RICHARD. Pourtant tu n’as cessé de l’aimer, même lorsqu’elle était injuste avec toi…

DIANE… même quand elle me reprochait de ne pas être un garçon. (Les larmes aux yeux.) Mon seul amour, ma mère, mon seul véritable amour… un amour inconditionnel…

 

Gagné par sa palpitation, Richard lui pose la main sur l’épaule. Elle laisse sa joue s’appuyer contre la paume de l’homme.

 

DIANE. Je voudrais essayer avec toi.

RICHARD. Pardon ?

DIANE. Te porter ce genre d’amour. Un amour inconditionnel.

RICHARD (contrarié). Diane, je t’ai expliqué qu’on ne remontait pas le temps.

DIANE. Je ne te parle pas de ça.

RICHARD (idem). Je ne quitterai pas Élina.

DIANE. Je ne te parle pas de ça.

RICHARD. Nous partons vivre à l’étranger.

DIANE. Je le sais, je ne te parle pas de ça.

RICHARD. Toi et moi, nous ne nous reverrons sans doute plus.

DIANE. Je le sais, je ne te parle pas de ça.

 

Richard demeure interdit.

 

RICHARD. De quoi ?

DIANE. Je te dis seulement que je veux continuer à t’aimer.
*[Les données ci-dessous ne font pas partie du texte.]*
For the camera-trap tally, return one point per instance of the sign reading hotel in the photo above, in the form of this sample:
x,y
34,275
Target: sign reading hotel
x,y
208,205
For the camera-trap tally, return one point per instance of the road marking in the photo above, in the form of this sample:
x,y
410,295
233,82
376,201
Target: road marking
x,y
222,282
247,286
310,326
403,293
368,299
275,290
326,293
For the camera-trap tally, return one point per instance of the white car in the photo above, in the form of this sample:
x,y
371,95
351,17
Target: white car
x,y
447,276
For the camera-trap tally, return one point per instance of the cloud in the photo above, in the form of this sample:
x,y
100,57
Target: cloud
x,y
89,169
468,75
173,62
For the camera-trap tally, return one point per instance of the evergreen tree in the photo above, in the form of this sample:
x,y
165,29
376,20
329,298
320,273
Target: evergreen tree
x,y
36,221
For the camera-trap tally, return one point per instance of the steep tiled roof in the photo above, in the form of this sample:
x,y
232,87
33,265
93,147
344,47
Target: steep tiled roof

Ou plutôt commencer à t’aimer.

RICHARD. Mais qu’est-ce que ça signifie pour toi ?

DIANE. Je veux que tu sois heureux. Un temps.

 

Richard, désarçonné, ne sait quoi répondre.

 

DIANE. Es-tu heureux avec Élina ?

RICHARD. Oui.

DIANE. Alors je suis heureuse.

 

Élina revient. La jeune femme marque sa surprise en voyant Richard et Diane si proches l’un de l’autre, dans une attitude amicale.

 

ÉLINA. Richard ? Tout va bien ?

RICHARD. Tout va bien.

ÉLINA. Tu… tu viens ?

 

Élina, inquiète, est pressée qu’il quitte sa rivale.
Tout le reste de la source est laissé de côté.